Four of twenty eight, ten of thirty

DMZ · November 18, 2010 at 10:53 pm · Filed Under Mariners 

Growing up, baseball was more than one of three national sports. It was the only one that mattered. Each day I could get my afternoon copy of the Times and pore over the day-late boxscores, looking for weird plays, interesting lines, and I’d read one or two paragraph wire recaps of games eagerly for news of players I couldn’t count on ever seeing in person. It took me a long time to grasp how long the seasons were, because it seemed like there wasn’t baseball news only when it was dark and rainy all the time.

I loved that the playoffs were so small. In 1993 four — only four — teams played in the post-season: the Blue Jays, the White Sox, the Phillies, the Braves. Two teams won more than 90 games and stayed home: the Expos won 94.The Giants, my second-favorite team, won 103 games and lost the NL West to Atlanta by a game.

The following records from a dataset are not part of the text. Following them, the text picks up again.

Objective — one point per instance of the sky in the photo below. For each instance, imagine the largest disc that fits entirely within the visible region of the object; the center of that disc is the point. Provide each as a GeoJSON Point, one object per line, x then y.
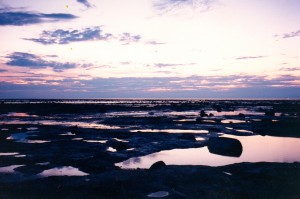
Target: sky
{"type": "Point", "coordinates": [150, 49]}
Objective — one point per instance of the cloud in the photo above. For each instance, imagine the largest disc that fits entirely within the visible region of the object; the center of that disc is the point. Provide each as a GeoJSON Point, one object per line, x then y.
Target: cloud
{"type": "Point", "coordinates": [33, 61]}
{"type": "Point", "coordinates": [61, 36]}
{"type": "Point", "coordinates": [26, 18]}
{"type": "Point", "coordinates": [291, 34]}
{"type": "Point", "coordinates": [162, 65]}
{"type": "Point", "coordinates": [238, 86]}
{"type": "Point", "coordinates": [127, 38]}
{"type": "Point", "coordinates": [155, 43]}
{"type": "Point", "coordinates": [290, 69]}
{"type": "Point", "coordinates": [250, 57]}
{"type": "Point", "coordinates": [168, 5]}
{"type": "Point", "coordinates": [85, 2]}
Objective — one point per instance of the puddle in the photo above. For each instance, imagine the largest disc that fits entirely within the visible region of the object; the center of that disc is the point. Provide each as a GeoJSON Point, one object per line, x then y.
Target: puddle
{"type": "Point", "coordinates": [32, 128]}
{"type": "Point", "coordinates": [235, 113]}
{"type": "Point", "coordinates": [62, 171]}
{"type": "Point", "coordinates": [228, 121]}
{"type": "Point", "coordinates": [77, 139]}
{"type": "Point", "coordinates": [209, 121]}
{"type": "Point", "coordinates": [9, 154]}
{"type": "Point", "coordinates": [120, 140]}
{"type": "Point", "coordinates": [68, 134]}
{"type": "Point", "coordinates": [159, 194]}
{"type": "Point", "coordinates": [9, 169]}
{"type": "Point", "coordinates": [78, 124]}
{"type": "Point", "coordinates": [244, 131]}
{"type": "Point", "coordinates": [200, 139]}
{"type": "Point", "coordinates": [43, 163]}
{"type": "Point", "coordinates": [22, 138]}
{"type": "Point", "coordinates": [63, 123]}
{"type": "Point", "coordinates": [169, 131]}
{"type": "Point", "coordinates": [185, 120]}
{"type": "Point", "coordinates": [110, 149]}
{"type": "Point", "coordinates": [95, 141]}
{"type": "Point", "coordinates": [20, 156]}
{"type": "Point", "coordinates": [15, 114]}
{"type": "Point", "coordinates": [255, 149]}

I’m still angry about that loss, and I took it as a reasonable argument for re-alignment and the wild card, and yet I understood. I always looked at the NBA and the NHL and rolled my eyes. I didn’t see the point in a regular season if half the teams got in. What did it matter? Why even bother playing fifty games if the outcomes didn’t matter? Baseball… baseball got it. The regular season took so long that only strong, deep teams could make the playoffs — if you could barely patch together a three-starter rotation, you could win a series but how would you even get there?

The 2001 Mariners, that was a long-season team. Balanced, consistent, deep. As a roster-construction geek, admired the collapsible squads that could get to the eighty-five, eighty-eight wins to squeak into the post-season and thrive in rest-day-heavy playoff schedules, sure. But I loved teams that had deep benches, and a long man in the bullpen who would start double-headers.

Why bother now? There are no double-headers, and some playoff schedules flirt with being pitchable by two starters on each team.

I miss those teams. But I miss caring about the post-season more. In 1993, four of 28 teams went to the playoffs, and it was special. Every playoff game mattered, because the winner of each of the Championship Series played in the World Series, and in the World Series the two leagues played each other.

I know, quaint.

In 2001, when my marathon-runner M’s won and won, remember the A’s ended up with 102 victories as well. And unlike my Giants in 93, they got in, and I was happy. And I loved seeing the Mariners play the Giants. But since then interleague play grew stale, it affected the fairness of schedules, and we’ve all been subjected to far too many Padres-Mariners game. Worse, expanding the playoffs has led to expanding the playoffs further: according to ESPN, Selig’s going to go to ten-team playoffs and none of the owners seem to care.

In 20 years, baseball will go from having four of 28 teams play in the post-season to letting ten of 30 in. Ten of thirty. Proportionately in 1993, when the injustice of the Giants made me willing to accept the wild card, nine teams would have gone, all the way down to say, Texas, at 86-76, with three teams tied behind them at 85-77. Texas finished eight games behind the Chicago squad that lost to the Blue Jays in the ALCS. The Cardinals at 87-75 get in, and they finished ten games back from the Phillies team that played in the World Series.

I know a World Series game lost in the ratings to a not particularly interesting NFL game, and I know there’s a ton of money in post-season broadcasts. But I’ve always felt baseball was a unique game with a season that encouraged following it, learning it, and letting it become part of your life. I wish it wasn’t so willing to sell the very things that make it special and wonderful for short-term gain, and instead highlighted and celebrated why it’s different and the ways it’s superior.

Would the playoffs in 1993 been better for having those teams that finished eight, ten games back over the course of a 162-game season get into the post-season? That Atlanta and San Francisco could be so good for a whole season and even in the last days throw everything they could into each game and in that last day each inning, out, and pitch required that the division title be worth so much. The playoffs, in turn, benefited. We remember that Giants team for being the second-best in baseball that year while still missing the playoffs, a mark of undeniable greatness and bitter frustration. I can’t believe that isn’t worth more than being the tenth team into the playoffs, or than the immediate gains from forcing baseball to be like all the other sports.